Nawaf Al-Rashoudi

Personal information
- Full name: Nawaf Sufyan Al-Rashoudi
- Date of birth: August 18, 2000 (age 25)
- Place of birth: Saudi Arabia
- Height: 1.62 m (5 ft 4 in)
- Position: Attacking midfielder

Team information
- Current team: Al-Jubail
- Number: 8

Youth career
- Al-Taawoun

Senior career*
- Years: Team / Apps / (Gls)
- 2020–2024: Al-Taawoun / 4 / (0)
- 2020–2021: → Al-Arabi (loan) / 21 / (3)
- 2024–2025: Al-Najma / 9 / (1)
- 2025–: Al-Jubail

= Nawaf Al-Rashwodi =

Saudi Arabian footballer

Nawaf Al-Rashoudi (نواف الرشودي; born 18 August 2000) is a Saudi Arabian professional footballer who plays as an attacking midfielder for Al-Jubail.

==Club career==
Al-Rashoudi started his career at Al-Taawoun and is a product of Al-Taawoun's youth system. He was first called up to the first team after the 2019–20 season resumed following the COVID-19 pandemic.

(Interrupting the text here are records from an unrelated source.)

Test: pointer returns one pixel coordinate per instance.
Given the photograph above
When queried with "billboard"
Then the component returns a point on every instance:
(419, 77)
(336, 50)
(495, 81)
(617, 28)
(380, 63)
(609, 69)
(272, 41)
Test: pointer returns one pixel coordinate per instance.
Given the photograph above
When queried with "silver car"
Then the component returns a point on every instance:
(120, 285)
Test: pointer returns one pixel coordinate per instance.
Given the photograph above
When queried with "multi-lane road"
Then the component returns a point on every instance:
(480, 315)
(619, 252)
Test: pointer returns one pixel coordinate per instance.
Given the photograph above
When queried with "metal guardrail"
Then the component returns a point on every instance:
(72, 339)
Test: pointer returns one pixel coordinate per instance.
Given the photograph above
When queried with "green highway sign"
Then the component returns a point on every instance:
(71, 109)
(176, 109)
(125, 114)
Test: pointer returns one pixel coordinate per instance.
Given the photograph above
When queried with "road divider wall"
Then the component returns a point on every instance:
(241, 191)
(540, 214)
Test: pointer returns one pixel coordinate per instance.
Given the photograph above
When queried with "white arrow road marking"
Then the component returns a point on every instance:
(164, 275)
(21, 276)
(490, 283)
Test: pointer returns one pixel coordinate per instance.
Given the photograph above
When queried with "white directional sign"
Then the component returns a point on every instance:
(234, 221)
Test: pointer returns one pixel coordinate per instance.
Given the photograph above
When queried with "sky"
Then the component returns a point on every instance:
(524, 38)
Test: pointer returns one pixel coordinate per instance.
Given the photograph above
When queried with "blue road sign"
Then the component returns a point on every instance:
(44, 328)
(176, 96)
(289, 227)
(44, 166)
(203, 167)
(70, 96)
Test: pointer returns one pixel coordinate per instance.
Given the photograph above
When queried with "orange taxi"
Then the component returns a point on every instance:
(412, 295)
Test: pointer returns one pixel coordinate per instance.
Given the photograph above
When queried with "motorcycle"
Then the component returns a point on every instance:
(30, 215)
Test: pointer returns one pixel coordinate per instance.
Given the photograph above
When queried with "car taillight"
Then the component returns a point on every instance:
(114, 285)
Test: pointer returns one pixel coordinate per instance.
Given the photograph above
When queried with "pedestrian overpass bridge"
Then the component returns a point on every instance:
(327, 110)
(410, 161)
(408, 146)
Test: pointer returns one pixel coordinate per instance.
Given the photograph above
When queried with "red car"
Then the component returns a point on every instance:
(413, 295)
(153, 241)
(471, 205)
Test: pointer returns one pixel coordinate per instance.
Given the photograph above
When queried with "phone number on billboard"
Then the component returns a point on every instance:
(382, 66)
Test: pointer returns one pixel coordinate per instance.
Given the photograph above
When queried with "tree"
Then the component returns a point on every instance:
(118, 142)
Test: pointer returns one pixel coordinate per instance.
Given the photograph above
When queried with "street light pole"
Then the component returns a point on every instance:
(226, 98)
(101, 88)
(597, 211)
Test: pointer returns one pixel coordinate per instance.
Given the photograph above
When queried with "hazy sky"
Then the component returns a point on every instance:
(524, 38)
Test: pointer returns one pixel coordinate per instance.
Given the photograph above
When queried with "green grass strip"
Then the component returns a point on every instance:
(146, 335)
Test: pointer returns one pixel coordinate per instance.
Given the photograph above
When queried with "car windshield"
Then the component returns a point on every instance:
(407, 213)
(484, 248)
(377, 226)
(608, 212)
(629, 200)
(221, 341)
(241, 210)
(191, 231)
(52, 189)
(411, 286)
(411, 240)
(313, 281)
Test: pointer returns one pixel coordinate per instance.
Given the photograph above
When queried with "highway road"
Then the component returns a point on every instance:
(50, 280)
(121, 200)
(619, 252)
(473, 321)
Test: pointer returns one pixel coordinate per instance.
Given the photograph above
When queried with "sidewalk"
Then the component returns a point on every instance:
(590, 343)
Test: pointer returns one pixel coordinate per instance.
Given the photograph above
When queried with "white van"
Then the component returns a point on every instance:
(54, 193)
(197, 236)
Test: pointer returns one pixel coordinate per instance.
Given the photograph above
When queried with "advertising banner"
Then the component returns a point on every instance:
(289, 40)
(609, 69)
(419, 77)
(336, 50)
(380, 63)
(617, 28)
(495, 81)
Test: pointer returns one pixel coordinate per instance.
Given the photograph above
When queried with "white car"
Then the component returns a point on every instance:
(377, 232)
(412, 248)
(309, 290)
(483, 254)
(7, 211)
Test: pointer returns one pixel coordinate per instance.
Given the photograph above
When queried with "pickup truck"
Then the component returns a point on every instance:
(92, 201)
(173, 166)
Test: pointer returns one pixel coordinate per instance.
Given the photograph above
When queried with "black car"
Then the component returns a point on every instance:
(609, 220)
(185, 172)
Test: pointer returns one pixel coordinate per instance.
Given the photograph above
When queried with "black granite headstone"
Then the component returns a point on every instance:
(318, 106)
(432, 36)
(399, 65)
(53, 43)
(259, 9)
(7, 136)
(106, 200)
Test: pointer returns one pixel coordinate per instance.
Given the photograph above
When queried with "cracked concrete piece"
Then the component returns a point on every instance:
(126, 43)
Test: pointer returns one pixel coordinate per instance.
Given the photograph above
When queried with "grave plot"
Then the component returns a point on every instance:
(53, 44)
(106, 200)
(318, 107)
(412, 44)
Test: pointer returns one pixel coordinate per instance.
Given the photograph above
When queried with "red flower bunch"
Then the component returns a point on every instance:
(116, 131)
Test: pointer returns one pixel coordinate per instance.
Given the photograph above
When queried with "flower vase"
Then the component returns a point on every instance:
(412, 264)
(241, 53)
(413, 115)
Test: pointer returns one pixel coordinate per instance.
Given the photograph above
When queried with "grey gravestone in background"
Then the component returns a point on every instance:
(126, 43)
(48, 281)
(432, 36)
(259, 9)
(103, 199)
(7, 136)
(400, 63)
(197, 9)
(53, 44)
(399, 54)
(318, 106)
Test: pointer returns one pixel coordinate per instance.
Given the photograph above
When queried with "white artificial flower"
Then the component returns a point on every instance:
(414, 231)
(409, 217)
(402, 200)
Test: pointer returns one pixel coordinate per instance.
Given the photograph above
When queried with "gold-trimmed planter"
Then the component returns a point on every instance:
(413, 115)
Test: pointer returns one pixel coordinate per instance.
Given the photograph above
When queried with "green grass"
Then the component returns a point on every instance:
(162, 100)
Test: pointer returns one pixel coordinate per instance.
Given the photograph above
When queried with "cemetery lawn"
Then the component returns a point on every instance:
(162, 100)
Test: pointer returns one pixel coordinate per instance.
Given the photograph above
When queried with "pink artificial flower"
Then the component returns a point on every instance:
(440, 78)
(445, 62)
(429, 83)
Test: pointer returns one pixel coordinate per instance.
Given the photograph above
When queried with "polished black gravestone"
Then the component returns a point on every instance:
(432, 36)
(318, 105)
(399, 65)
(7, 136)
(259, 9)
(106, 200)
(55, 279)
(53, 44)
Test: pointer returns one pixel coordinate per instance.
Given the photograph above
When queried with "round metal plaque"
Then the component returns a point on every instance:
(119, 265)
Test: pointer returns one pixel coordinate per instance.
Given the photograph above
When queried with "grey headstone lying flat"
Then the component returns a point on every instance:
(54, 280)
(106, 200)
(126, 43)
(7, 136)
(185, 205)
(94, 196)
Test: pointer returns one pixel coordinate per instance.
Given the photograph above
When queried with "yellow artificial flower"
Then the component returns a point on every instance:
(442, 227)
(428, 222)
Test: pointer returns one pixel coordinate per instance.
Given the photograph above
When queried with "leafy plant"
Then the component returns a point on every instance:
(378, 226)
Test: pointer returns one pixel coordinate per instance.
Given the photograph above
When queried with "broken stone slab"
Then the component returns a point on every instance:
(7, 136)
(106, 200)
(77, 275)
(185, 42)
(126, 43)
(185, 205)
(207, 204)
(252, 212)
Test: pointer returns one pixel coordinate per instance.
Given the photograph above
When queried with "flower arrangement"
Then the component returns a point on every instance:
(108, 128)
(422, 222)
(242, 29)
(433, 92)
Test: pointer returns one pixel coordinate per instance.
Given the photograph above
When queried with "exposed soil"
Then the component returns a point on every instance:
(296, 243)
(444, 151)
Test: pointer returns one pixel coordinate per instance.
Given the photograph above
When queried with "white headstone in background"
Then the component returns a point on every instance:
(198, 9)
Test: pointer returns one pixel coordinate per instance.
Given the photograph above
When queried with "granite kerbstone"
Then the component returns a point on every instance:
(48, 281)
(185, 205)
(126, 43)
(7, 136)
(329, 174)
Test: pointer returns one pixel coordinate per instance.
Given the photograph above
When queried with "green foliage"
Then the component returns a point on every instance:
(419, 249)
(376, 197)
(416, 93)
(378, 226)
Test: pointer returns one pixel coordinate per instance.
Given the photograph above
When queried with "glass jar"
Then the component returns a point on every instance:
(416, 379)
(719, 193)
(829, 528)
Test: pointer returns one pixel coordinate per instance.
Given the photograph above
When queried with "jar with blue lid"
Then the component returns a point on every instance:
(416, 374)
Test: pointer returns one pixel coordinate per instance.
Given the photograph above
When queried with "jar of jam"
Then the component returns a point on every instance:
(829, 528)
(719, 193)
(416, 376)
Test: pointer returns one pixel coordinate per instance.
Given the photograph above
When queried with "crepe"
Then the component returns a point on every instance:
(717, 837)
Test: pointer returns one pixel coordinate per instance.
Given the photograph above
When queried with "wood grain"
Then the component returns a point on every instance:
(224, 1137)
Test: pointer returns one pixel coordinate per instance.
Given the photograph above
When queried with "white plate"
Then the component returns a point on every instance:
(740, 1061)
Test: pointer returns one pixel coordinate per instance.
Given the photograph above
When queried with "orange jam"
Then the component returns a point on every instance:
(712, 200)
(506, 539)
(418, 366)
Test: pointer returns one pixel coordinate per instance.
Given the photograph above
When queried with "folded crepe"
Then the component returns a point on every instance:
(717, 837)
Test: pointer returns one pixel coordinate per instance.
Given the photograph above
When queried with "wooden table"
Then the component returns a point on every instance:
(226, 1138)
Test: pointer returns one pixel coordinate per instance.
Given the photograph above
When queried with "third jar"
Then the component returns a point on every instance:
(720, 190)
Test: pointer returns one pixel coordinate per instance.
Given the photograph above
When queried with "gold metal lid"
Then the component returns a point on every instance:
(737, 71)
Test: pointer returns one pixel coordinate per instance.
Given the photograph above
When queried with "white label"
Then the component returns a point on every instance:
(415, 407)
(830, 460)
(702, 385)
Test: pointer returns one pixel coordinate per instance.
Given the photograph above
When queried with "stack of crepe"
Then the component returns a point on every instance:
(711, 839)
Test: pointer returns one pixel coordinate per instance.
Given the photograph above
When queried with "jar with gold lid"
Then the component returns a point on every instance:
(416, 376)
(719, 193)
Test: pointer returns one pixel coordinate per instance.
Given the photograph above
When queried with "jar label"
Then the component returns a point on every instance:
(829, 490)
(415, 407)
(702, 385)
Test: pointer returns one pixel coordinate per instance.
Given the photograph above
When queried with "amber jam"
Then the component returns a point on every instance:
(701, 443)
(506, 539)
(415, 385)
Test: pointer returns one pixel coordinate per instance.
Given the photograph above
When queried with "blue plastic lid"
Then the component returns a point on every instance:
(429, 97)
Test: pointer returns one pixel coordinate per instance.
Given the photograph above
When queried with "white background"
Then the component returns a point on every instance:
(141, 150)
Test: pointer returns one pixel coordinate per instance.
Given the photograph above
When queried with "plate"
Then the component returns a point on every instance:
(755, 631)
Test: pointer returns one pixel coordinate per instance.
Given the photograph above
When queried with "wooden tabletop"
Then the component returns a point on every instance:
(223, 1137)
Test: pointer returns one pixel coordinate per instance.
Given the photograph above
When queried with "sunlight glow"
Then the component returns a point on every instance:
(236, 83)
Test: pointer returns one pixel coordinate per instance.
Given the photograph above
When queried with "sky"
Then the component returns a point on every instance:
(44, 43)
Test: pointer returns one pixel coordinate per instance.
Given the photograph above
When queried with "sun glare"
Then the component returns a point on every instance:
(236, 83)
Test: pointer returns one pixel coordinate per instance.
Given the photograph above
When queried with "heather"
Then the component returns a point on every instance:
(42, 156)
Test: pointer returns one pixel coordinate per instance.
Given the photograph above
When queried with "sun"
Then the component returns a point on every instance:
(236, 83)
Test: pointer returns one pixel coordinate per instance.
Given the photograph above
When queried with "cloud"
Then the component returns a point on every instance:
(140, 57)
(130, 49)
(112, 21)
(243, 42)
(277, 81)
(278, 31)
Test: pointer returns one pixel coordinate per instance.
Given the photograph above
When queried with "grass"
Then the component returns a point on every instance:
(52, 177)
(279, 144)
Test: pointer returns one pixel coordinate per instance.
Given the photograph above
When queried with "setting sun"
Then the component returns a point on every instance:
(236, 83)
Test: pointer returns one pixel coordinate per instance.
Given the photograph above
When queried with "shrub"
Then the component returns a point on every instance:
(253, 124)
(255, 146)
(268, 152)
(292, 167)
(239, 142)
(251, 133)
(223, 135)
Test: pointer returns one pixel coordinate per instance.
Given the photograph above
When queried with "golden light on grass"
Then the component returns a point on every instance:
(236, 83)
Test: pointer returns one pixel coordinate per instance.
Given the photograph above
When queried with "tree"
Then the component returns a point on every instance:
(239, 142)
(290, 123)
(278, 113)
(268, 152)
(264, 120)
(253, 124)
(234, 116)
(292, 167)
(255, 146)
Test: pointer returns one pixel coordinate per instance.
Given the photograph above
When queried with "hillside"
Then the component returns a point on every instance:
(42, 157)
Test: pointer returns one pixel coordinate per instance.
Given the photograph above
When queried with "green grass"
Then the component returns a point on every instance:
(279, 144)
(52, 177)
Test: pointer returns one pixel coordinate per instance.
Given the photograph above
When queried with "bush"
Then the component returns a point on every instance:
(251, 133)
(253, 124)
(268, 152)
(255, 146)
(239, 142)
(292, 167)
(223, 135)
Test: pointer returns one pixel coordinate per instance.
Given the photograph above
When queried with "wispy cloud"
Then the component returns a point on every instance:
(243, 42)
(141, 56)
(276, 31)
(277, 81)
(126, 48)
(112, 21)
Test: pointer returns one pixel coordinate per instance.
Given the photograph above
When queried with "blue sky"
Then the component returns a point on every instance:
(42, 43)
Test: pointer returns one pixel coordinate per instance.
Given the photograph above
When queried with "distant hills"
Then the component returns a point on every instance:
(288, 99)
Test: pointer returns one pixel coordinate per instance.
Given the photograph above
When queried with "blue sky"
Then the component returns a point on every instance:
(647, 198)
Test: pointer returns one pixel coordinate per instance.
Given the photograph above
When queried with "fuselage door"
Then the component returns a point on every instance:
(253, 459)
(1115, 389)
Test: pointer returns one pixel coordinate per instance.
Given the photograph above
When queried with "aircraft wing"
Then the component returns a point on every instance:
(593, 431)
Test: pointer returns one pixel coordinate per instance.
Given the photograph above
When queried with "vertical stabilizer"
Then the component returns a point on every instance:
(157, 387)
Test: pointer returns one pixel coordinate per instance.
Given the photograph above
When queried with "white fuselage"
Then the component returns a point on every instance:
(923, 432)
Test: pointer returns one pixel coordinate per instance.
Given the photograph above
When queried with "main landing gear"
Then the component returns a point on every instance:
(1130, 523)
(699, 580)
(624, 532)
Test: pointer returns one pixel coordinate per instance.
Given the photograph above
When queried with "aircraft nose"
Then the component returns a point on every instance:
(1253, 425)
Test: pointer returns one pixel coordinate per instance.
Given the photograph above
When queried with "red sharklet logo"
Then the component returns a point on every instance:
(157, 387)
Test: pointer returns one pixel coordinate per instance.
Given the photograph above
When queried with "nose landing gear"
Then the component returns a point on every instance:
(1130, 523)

On 24 October 2020, Al-Rashoudi signed his first professional contract with the club. On 5 November 2020, Al-Rashoudi joined Al-Arabi on loan. On 2 October 2021, Al-Rashoudi made his professional debut for Al-Taawoun against Al-Tai in the Pro League, replacing Kaku. On 19 July 2024, Al-Rashoudi joined Al-Najma. On 10 September 2025, Al-Rashoudi joined Al-Jubail.